September 12, 2014 at 3:41 pm
While I agree, completely, one thing I’ve noticed about myself is what comes after the first time user experience. Case in point: Guild Wars 2. When it first came out, I loved it so much I played for hours every day for a month. After a month, I was so sick of it I couldn’t play it anymore. I’ve tried to get back into it a few times, but I couldn’t play for more than a few quests before I was bored out of my mind.
But it’s not just MMOs. There’s been linear games that I thought were great fun at first, but the more they went on the more I just wanted to finish and be done with them.
FF12, for instance, didn’t seem so terrible when I first started playing it. Sure the story was bad, but the combat was okay, or was it? By the end of the game I was skipping all the side missions because I just couldn’t be bothered to do them. I stopped playing completely right before the final dungeon. People have told me that if I got that far I should have just finished it, but…. I didn’t want to. It bored me that much to play it and I couldn’t care less how it ended.

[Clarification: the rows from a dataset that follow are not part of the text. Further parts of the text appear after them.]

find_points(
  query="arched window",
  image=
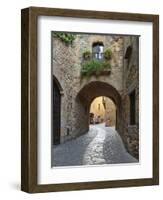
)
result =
(98, 50)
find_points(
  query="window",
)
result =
(132, 108)
(128, 52)
(98, 50)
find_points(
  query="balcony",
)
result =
(95, 64)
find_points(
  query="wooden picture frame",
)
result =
(29, 115)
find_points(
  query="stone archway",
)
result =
(95, 89)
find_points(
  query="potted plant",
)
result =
(87, 55)
(108, 54)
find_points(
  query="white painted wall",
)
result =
(10, 98)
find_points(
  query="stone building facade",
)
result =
(77, 92)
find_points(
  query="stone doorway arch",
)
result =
(95, 89)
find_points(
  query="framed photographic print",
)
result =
(90, 99)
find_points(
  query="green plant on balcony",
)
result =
(108, 54)
(95, 67)
(87, 55)
(67, 38)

I’m glad I saved the 2-3 hours it would have taken me to run through it.
The same thing happened with Wild Arms 3. It was enjoyable until it wasn’t, and there was no fundamental change to Game Play that made it go from a good game to suddenly terrible.
Even FF13 started off with promise, despite an awful story. But my interest dropped rapidly, and by the time I got to chapter 11, where according to fans the game gets fun (it didn’t), I no longer wanted to play.
I think with all three of these games, the game play element was too shallow. It starts off fun, new and unique, but after the first step 30 or 40 battles, every fight plays out the same.
What I’m getting at is, yes the first time experience is important. Just don’t forget you’ve got hours of game play to go after it.
September 12, 2014 at 8:57 pm
Oh yeah, definitely. I remember I had loads of fun with say, Star Wars: Shadows of the Empire, but mainly in that early Hoth mission. The rest didn’t really grab me as much as the opening. But yeah, a strong opening is important, even in traditional boxed games. If only because word of mouth is probably going to be based primarily on the early experiences.
With games like Killer7, you get a bit of the reverse, where the early game is just abysmal and filters out a lot of potentially interested players, but people who actually stick through it all manage to find something really cool in there.
I notice you primarily bring up RPGs, and that’s pretty interesting. I think RPGs in particular are susceptible to falling apart after the initial experience, if only because RPGs tend to be extremely long as far as most games go. There’s just so much more game for players to go through that there are bound to be some boring or frustrating spots. Because RPGs are so focused on story and drama, the early moments also tend to be really strong. I still love Final Fantasy 9’s opening and how it got the whole starting party together.